Central to our location is the crucifixion. The gospel is not just the story of a visit by the infinite to the finite. A visit implies a return to what had gone before. The transformation of the relationship between God and humanity occurred in the death of Christ on the cross. Richard John Neuhaus writes that the crucifixion of Christ, whilst affirming the distinction between the finite and infinite, destroys the division:
Finitum capax infinitum—“the finite is capable of holding the infinite.” The whole of incarnational and sacramental living is caught up in that phrase. Time and eternity, the finite and the infinite, the physical and the spiritual, the immanent and the transcendent, the earthly and the heavenly—all these distinctions are no longer pitted against one another.

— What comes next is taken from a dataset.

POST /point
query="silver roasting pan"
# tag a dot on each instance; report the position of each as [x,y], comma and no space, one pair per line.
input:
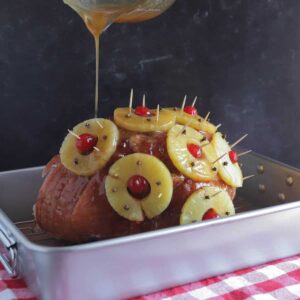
[265,228]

In the incarnation Jesus assumed the fullness of our humanity, and on the cross he commended it to the Father.
The coherence of our location is found in the commending of humanity to the Father. Without it our location is that of eternal alienation from the transcendent. Only in the death of Christ are both finite humanity and infinite God united. For this reason Christ can secure both memory and hope. Only Christ can affirm both the finite (in humanity) and the infinite (in divinity), because he remains both God and man. The transcendent God cannot now jettison humanity without jettisoning the Son. The unity has been made permanent.

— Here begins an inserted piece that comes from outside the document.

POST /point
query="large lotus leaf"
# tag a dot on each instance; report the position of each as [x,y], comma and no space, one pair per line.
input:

We may yet see horrendous evil, terror on an industrial scale, mutations in our environment leveled, it may seem, at our destruction, but we are not subject to the diktat of what Robinson calls a “chilling doctrine,” the survivor doctrine. We are instead, when the clock strikes twelve, re-oriented to our origins, our great need and our even greater savior.
My plea to you, dear reader, is this: Do not unshackle the clock from whom it derives meaning. Just as our seasons derive from their creator, the new year derives from our savior. The promise of a new year is not the chance for survival, but the renewed hope for redemption.
Marilynne Robinson, The Death of Adam: Essays on Modern Thought (New York: Houghton Mifflin Company, 1998), 32.
Slavoj Zizek, The Puppet and the Dwarf: The Perverse Core of Christianity (Cambridge: Massachusetts Institute of Technology, 2003), 56.
Don DeLillo, Point Omega (New York: Scribner, 2010), 45.
Kevin J. Vanhoozer, The Drama of Redemption: A Canonical Linguistic Approach to Christian Theology (Louisville: Westminster John Knox Press, 2005), 3.
Richard John Neuhaus, Death on a Friday Afternoon (New York: Basic Books, 2000), 246.
Kevin J. Vanhoozer, The Drama of Redemption: A Canonical Linguistic Approach to Christian Theology (Louisville: Westminster John Knox Press, 2005), 3.
Richard John Neuhaus, Death on a Friday Afternoon (New York: Basic Books, 2000), 246.
This is the admonition of Jewel to her fellow Narnians as they entered the new Narnia: “Don’t stop. Farther up and farther in! Take it in your stride.” It is that sense which eternity should be taken for the Christian not the static sense. We will never really cease from pilgrimage. From C.S. Lewis, The Last Battle (Harmondsworth: Penguin Books, 1956), 156.